Она пожала плечами, ещё раз пожелала доброй ночи и ушла.

Я помотал головой. Раскрыл рюкзак, чтобы куклы подышали воздухом. Обошёл номер, гася свет. Оставил только масляный торшер: масло в нём, подсвечиваясь, спирально поднималось, потом опадало, потом снова поднималось. Игра золотых пузырьков завораживала; я глядел на них, наверное, минут пять, и заметил, что горничная оставила простыни, когда её уже и след простыл.

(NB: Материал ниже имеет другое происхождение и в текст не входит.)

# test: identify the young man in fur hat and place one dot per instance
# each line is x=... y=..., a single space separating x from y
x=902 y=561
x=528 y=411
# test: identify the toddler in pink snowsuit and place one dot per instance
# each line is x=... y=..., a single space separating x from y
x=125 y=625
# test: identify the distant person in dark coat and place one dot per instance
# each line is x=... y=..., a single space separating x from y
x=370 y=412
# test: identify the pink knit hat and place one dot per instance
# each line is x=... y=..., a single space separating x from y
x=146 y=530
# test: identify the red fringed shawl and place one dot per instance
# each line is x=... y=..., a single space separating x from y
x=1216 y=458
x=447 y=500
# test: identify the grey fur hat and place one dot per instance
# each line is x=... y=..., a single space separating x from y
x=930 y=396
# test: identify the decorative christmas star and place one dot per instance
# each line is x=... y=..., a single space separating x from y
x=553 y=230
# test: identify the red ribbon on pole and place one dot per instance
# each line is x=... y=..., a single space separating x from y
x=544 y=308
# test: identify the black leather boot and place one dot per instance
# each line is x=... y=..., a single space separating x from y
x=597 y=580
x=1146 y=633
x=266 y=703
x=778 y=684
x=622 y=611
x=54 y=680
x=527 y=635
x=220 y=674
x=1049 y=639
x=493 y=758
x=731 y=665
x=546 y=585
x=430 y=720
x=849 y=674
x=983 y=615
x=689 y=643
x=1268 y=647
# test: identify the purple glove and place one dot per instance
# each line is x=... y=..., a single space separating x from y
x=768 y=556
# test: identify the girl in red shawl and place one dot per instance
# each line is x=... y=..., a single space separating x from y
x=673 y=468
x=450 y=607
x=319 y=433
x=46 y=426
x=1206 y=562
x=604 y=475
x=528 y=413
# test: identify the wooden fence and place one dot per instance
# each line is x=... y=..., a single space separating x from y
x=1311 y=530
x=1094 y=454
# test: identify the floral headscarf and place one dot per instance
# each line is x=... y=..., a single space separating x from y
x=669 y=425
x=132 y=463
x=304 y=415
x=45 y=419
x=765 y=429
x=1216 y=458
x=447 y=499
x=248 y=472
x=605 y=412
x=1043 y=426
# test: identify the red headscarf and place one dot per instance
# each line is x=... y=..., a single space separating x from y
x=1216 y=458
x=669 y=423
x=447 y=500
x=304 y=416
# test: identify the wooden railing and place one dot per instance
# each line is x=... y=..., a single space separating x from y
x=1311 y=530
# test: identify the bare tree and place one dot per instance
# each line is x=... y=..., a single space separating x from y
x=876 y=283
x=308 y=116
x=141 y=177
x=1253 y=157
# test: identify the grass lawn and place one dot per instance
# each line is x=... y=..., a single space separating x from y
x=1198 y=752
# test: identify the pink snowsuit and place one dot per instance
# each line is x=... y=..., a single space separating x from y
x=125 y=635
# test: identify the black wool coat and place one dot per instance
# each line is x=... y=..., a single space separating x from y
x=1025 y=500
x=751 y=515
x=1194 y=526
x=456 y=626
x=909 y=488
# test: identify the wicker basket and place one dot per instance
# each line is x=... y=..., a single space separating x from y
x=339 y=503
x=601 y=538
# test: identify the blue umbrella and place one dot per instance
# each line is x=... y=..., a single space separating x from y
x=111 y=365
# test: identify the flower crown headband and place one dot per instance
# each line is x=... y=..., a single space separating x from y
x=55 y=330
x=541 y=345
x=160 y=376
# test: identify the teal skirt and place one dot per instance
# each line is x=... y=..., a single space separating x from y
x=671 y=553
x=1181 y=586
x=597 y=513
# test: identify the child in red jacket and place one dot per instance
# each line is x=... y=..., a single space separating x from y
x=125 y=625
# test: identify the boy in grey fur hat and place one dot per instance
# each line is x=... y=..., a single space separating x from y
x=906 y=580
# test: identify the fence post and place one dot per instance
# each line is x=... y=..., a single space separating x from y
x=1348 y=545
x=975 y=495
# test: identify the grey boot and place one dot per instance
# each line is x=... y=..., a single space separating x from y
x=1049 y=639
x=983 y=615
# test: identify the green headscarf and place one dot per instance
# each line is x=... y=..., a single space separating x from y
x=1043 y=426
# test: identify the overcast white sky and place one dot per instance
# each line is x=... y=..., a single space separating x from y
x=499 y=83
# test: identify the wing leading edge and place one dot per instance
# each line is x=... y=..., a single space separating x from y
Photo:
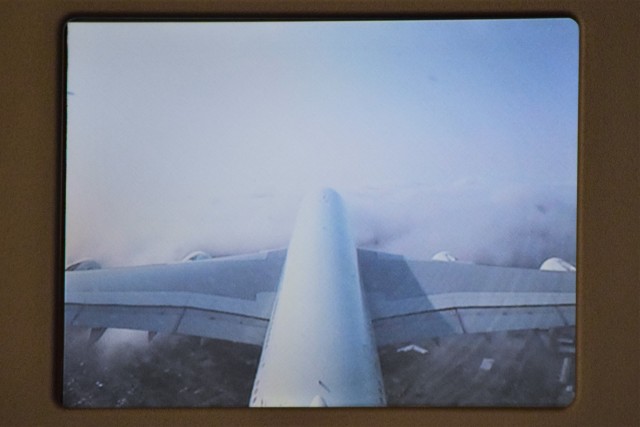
x=228 y=298
x=412 y=300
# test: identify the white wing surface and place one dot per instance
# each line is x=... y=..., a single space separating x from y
x=227 y=298
x=412 y=300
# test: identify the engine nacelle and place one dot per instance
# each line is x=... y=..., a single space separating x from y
x=444 y=256
x=556 y=264
x=197 y=256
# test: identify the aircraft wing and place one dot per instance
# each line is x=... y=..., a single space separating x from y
x=227 y=298
x=412 y=300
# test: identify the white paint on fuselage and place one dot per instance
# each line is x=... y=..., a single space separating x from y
x=319 y=346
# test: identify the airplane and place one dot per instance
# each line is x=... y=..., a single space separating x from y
x=321 y=308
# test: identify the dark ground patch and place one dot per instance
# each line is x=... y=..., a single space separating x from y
x=179 y=371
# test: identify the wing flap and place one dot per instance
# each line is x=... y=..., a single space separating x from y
x=413 y=300
x=226 y=298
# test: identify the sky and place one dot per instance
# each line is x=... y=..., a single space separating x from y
x=439 y=135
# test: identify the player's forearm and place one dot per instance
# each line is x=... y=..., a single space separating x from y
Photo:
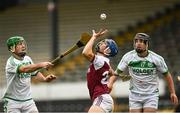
x=40 y=77
x=170 y=83
x=113 y=79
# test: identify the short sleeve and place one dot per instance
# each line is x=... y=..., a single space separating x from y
x=123 y=64
x=99 y=61
x=161 y=66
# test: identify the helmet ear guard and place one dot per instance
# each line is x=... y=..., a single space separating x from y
x=13 y=41
x=112 y=48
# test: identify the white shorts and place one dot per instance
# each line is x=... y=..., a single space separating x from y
x=139 y=101
x=104 y=101
x=11 y=106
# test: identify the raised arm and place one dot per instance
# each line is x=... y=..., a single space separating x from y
x=33 y=67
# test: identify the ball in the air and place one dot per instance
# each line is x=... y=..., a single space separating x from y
x=103 y=16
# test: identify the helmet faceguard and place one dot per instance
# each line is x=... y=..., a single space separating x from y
x=112 y=47
x=142 y=36
x=12 y=42
x=145 y=38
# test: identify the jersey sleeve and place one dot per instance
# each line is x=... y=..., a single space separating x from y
x=35 y=72
x=98 y=62
x=11 y=67
x=123 y=64
x=162 y=67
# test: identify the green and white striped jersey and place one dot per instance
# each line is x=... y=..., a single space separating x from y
x=18 y=84
x=144 y=71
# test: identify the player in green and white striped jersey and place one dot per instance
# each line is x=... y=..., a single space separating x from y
x=143 y=66
x=19 y=70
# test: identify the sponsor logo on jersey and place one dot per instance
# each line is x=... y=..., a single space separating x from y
x=143 y=67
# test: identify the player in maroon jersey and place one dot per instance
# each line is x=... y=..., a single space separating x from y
x=99 y=72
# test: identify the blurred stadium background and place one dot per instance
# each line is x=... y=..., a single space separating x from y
x=49 y=31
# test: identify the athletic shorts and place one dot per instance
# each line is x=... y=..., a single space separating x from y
x=104 y=101
x=12 y=106
x=139 y=101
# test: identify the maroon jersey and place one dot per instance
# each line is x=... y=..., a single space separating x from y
x=97 y=76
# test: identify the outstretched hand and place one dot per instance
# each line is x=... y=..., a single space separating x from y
x=50 y=77
x=100 y=33
x=174 y=98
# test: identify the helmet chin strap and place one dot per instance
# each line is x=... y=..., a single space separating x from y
x=142 y=52
x=19 y=55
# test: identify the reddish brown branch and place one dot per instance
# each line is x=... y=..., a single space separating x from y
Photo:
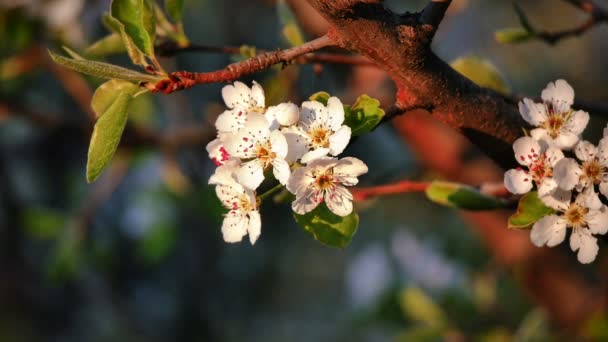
x=184 y=79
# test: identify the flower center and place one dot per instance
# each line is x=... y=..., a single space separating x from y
x=575 y=215
x=265 y=154
x=593 y=171
x=319 y=137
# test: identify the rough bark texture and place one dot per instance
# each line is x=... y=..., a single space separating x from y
x=400 y=44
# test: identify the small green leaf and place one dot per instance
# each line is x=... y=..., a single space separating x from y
x=291 y=31
x=110 y=103
x=363 y=116
x=417 y=306
x=529 y=210
x=321 y=96
x=482 y=72
x=109 y=45
x=461 y=196
x=327 y=227
x=512 y=35
x=102 y=70
x=137 y=16
x=175 y=9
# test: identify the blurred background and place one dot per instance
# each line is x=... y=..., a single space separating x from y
x=139 y=256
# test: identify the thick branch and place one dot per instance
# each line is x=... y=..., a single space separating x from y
x=400 y=44
x=183 y=79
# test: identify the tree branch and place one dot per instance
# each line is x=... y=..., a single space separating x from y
x=184 y=79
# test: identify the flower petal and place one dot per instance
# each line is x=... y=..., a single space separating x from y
x=339 y=201
x=582 y=240
x=549 y=230
x=335 y=113
x=534 y=113
x=567 y=173
x=234 y=227
x=281 y=170
x=255 y=226
x=577 y=122
x=517 y=181
x=560 y=94
x=527 y=150
x=251 y=174
x=314 y=154
x=339 y=140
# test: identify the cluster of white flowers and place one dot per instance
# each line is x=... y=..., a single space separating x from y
x=566 y=184
x=253 y=138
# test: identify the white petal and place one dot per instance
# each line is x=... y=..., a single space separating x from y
x=335 y=113
x=565 y=140
x=285 y=114
x=251 y=174
x=534 y=113
x=255 y=226
x=339 y=140
x=518 y=181
x=582 y=240
x=553 y=155
x=314 y=154
x=231 y=120
x=281 y=170
x=339 y=201
x=312 y=111
x=305 y=203
x=278 y=143
x=549 y=230
x=567 y=173
x=257 y=95
x=234 y=227
x=560 y=94
x=577 y=122
x=527 y=150
x=597 y=220
x=559 y=200
x=547 y=187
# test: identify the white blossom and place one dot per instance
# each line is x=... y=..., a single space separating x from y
x=584 y=222
x=243 y=217
x=592 y=170
x=320 y=131
x=261 y=148
x=324 y=179
x=556 y=122
x=538 y=164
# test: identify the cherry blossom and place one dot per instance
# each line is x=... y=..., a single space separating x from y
x=244 y=216
x=538 y=163
x=324 y=180
x=261 y=148
x=584 y=222
x=556 y=122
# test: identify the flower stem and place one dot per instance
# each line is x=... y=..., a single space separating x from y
x=271 y=191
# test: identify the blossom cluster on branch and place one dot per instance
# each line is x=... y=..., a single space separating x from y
x=566 y=170
x=298 y=143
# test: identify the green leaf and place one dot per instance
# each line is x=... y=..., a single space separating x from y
x=529 y=210
x=327 y=227
x=111 y=44
x=291 y=31
x=461 y=196
x=363 y=116
x=110 y=103
x=417 y=306
x=102 y=70
x=321 y=96
x=175 y=9
x=482 y=72
x=512 y=35
x=137 y=16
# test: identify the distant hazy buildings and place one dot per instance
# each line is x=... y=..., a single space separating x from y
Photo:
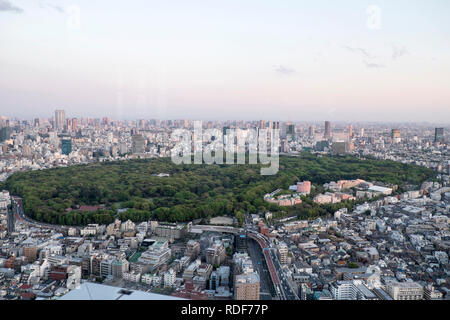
x=138 y=143
x=66 y=146
x=60 y=119
x=395 y=133
x=439 y=135
x=327 y=134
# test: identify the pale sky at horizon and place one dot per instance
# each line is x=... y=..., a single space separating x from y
x=249 y=59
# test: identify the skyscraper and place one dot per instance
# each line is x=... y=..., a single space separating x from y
x=138 y=143
x=74 y=124
x=439 y=135
x=60 y=119
x=66 y=146
x=395 y=134
x=327 y=134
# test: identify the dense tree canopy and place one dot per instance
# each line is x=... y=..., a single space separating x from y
x=191 y=191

– Надо бы отнести, да? – подмигнул я высунувшейся из рюкзака Арабелле. Чешуя на её хвосте поблёскивала в свете торшера. Я не удержался: провёл пальцем. Подошёл к телефону, чтобы позвонить и вызвать горничную, и обнаружил на стопке простыней серебристую бумажку. Это ещё что? Какая-то этикетка?

Нет, это была не этикетка. Это была гладкая, тонкая, блестящая рекламка: серебряные звёзды – едва различимые на белом фоне, если смотреть прямо, и острые, выпуклые и глубокие, если повернуть бумажку ребром. «Чревовещатель Ираёль. Я отвечаю на вопросы, подобно пустыне. Павильон № 75».